Adult Critical Care Unit, The Royal London Hospital, Bart's and the London NHS Trust, London, UK.
Curr Opin Crit Care. 2012 Dec;18(6):585-92. doi: 10.1097/MCC.0b013e328358d480.
Global renal blood flow is considered pivotal to renal function. Decreased global renal blood flow (decreased perfusion) is further considered the major mechanism of reduced glomerular filtration rate responsible for the development of acute kidney injury (AKI) in critically ill patients. Additionally, urinary biochemical tests are widely taught to allow the differential diagnosis of prerenal (functional) AKI and intrinsic [structural AKI (so-called acute tubular necrosis)]. In this review we will examine recent evidence regarding these two key clinical paradigms.

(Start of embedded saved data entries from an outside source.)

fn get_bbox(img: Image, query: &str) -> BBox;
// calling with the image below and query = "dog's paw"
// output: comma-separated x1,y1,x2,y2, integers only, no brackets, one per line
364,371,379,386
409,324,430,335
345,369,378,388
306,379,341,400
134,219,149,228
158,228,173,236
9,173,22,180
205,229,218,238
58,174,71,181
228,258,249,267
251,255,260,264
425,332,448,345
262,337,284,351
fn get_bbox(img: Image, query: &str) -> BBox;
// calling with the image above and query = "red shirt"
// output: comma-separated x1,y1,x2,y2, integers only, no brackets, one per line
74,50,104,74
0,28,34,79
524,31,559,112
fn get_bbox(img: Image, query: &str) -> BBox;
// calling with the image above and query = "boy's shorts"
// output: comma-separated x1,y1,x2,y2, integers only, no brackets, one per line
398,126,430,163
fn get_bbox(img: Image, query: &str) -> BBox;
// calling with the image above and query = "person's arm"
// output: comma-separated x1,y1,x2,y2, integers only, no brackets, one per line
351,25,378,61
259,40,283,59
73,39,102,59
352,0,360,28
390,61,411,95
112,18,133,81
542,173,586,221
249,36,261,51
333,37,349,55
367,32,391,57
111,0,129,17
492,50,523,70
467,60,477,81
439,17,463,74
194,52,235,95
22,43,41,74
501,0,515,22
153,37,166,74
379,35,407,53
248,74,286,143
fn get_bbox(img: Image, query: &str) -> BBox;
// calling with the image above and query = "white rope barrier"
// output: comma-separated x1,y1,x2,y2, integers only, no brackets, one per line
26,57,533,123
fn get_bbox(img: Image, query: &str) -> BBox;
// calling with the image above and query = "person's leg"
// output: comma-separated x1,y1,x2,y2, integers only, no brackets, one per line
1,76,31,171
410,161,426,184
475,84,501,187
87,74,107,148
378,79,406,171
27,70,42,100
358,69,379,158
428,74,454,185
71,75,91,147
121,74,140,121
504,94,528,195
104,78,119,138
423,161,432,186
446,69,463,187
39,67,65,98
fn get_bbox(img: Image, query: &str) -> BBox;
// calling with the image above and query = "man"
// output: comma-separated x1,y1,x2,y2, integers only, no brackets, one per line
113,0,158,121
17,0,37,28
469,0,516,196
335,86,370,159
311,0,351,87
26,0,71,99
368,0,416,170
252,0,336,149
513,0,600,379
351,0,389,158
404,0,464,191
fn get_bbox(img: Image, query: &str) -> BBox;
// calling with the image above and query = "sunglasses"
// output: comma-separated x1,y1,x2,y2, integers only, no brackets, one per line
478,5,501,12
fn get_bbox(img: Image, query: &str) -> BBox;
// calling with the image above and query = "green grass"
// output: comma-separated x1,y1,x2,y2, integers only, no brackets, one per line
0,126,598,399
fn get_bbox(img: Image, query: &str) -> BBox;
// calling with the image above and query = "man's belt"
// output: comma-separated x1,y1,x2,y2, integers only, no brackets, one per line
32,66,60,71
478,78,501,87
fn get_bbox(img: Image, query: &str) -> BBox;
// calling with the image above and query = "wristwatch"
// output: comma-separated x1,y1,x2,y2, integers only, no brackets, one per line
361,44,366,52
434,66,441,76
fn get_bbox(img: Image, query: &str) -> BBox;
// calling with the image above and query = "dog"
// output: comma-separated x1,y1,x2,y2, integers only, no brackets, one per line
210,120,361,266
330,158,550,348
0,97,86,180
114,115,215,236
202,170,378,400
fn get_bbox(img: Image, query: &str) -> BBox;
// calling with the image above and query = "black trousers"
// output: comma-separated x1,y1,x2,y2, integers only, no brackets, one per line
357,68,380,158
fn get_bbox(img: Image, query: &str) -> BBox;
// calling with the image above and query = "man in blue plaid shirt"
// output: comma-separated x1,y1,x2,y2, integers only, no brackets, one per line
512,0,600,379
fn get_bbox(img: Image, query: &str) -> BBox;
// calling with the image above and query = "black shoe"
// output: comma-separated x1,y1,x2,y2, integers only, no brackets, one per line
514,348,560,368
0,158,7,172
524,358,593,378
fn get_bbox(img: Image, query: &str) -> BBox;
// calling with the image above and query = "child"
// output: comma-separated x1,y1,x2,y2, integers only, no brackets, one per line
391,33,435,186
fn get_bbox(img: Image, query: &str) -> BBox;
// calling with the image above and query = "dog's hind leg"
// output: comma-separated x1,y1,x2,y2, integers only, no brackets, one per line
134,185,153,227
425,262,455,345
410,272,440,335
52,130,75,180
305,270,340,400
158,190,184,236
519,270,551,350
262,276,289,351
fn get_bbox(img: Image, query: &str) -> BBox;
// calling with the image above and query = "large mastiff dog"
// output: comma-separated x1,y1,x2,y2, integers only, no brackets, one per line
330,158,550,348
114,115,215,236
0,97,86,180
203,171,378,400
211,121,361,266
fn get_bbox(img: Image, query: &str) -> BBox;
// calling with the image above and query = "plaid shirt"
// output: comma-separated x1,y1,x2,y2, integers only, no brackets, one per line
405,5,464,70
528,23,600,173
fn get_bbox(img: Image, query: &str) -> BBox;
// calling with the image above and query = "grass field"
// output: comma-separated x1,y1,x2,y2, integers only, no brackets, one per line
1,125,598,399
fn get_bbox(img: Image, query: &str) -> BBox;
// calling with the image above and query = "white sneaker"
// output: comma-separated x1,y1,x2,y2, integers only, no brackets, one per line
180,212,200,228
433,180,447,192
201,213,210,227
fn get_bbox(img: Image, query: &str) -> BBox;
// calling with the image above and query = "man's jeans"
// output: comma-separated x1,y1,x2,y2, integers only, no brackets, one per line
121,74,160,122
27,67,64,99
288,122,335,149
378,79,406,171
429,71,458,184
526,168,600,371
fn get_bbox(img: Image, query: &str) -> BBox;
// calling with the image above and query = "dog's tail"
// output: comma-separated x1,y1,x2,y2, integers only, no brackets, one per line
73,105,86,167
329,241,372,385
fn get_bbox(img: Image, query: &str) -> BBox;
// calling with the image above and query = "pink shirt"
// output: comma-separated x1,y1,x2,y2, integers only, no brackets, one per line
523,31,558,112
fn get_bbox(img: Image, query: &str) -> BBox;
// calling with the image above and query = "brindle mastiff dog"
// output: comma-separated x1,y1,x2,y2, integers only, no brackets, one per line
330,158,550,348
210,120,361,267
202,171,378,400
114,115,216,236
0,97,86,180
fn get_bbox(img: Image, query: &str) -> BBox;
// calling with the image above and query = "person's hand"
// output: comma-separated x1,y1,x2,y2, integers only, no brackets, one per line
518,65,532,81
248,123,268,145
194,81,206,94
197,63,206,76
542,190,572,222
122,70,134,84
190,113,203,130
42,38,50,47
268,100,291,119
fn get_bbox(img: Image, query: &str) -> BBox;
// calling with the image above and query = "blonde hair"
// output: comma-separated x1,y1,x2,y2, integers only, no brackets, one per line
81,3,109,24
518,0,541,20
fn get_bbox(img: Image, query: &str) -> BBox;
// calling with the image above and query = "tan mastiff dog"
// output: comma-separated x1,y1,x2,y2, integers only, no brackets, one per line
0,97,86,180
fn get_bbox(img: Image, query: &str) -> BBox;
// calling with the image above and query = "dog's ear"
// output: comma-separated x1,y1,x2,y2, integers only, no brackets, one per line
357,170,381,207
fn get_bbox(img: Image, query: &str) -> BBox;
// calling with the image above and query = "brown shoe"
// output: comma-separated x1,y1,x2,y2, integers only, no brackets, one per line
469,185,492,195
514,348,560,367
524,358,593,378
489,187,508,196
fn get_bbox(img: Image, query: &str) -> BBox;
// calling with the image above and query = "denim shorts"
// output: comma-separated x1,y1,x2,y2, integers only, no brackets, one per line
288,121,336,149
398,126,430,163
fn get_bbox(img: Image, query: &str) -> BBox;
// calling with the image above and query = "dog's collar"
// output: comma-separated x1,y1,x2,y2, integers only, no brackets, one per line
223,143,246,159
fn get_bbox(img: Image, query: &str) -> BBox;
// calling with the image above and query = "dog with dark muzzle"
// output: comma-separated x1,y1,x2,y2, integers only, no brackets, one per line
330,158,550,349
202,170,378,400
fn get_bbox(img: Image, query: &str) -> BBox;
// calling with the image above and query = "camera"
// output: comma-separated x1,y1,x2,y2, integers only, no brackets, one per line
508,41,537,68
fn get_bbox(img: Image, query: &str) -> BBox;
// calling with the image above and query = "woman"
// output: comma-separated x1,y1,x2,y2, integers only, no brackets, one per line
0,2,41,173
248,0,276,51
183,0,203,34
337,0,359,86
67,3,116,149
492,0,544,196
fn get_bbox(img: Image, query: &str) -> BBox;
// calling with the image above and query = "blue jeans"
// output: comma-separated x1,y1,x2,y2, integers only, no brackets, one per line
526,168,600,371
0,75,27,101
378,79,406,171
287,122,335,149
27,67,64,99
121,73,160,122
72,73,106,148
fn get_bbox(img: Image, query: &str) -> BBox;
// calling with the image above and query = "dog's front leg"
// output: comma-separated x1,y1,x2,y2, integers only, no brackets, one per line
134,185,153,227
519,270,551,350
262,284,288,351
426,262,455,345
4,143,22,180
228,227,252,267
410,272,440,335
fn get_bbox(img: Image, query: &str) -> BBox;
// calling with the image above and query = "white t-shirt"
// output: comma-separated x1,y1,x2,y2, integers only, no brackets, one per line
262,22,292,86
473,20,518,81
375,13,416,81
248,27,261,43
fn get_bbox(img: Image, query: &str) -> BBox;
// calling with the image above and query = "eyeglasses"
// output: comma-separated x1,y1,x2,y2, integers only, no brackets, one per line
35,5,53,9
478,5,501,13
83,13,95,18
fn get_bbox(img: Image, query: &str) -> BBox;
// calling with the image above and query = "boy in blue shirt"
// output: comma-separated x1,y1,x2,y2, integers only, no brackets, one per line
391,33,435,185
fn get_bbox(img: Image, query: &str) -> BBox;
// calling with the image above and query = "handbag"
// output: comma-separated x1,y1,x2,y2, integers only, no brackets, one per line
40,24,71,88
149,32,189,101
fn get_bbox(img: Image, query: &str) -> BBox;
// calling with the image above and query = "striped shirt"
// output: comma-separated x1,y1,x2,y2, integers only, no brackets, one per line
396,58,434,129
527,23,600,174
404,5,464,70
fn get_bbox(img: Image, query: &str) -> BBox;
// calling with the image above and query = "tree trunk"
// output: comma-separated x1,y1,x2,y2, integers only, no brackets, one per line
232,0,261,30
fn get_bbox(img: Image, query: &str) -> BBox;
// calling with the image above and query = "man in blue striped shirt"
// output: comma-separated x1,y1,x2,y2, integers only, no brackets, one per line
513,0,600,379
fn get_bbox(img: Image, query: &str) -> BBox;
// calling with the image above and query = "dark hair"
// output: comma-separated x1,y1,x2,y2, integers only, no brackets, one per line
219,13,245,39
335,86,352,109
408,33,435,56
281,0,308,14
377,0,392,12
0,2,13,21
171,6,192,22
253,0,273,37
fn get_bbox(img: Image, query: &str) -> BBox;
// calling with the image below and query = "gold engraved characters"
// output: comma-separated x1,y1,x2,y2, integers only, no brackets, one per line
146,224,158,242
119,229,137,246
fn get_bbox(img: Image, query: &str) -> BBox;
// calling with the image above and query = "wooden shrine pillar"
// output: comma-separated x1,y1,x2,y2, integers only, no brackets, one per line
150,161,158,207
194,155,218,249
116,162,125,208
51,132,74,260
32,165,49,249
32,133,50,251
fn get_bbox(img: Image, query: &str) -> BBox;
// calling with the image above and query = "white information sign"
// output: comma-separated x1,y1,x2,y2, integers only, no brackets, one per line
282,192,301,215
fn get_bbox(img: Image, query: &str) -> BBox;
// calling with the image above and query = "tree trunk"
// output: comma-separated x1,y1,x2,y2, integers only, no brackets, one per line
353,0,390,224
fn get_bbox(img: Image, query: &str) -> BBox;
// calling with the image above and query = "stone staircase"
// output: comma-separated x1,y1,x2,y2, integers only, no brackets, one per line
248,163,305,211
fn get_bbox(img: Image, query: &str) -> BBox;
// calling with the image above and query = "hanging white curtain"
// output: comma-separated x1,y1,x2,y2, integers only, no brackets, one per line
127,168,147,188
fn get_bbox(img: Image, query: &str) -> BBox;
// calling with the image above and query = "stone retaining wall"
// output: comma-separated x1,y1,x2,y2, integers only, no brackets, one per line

Recent animal experiments and clinical studies in humans using cine-phase contrast magnetic resonance technology are not consistent with the decreased perfusion paradigm. They suggest instead that changes in the intra-renal circulation including modification in efferent arteriolar function and intra-renal shunting are much more likely to be responsible for AKI, especially in sepsis. Similarly, recent human studies indicate the urinary biochemistry has limited diagnostic or prognostic ability and is dissociated form biomarker and microscopic evidence of tubular injury.
Intra-renal microcirculatory changes are likely more important than changes in global blood flow in the development of AKI. Urinary biochemistry is not a clinically useful diagnostic or prognostic tool in critically ill patients at risk of or with AKI.
全球肾血流量被认为对肾功能至关重要。全球肾血流量减少(灌注减少)被进一步认为是导致危重病患者急性肾损伤(AKI)肾小球滤过率降低的主要机制。此外,广泛教授尿生化检查以允许对肾前性(功能性)AKI 和内在[结构性 AKI(所谓的急性肾小管坏死)]进行鉴别诊断。在这篇综述中,我们将检查这两个关键临床范例的最新证据。
最近使用电影相位对比磁共振技术的动物实验和人体临床研究与灌注减少的范例不一致。相反,它们表明,包括传出小动脉功能改变和肾内分流在内的肾内循环变化更可能导致 AKI,尤其是在脓毒症中。同样,最近的人体研究表明,尿生化检查在诊断或预后方面的能力有限,并且与肾小管损伤的生物标志物和显微镜证据分离。
在 AKI 的发展中,肾内微循环变化可能比整体血流变化更为重要。尿生化检查在有发生 AKI 风险或患有 AKI 的危重病患者中不是一种临床有用的诊断或预后工具。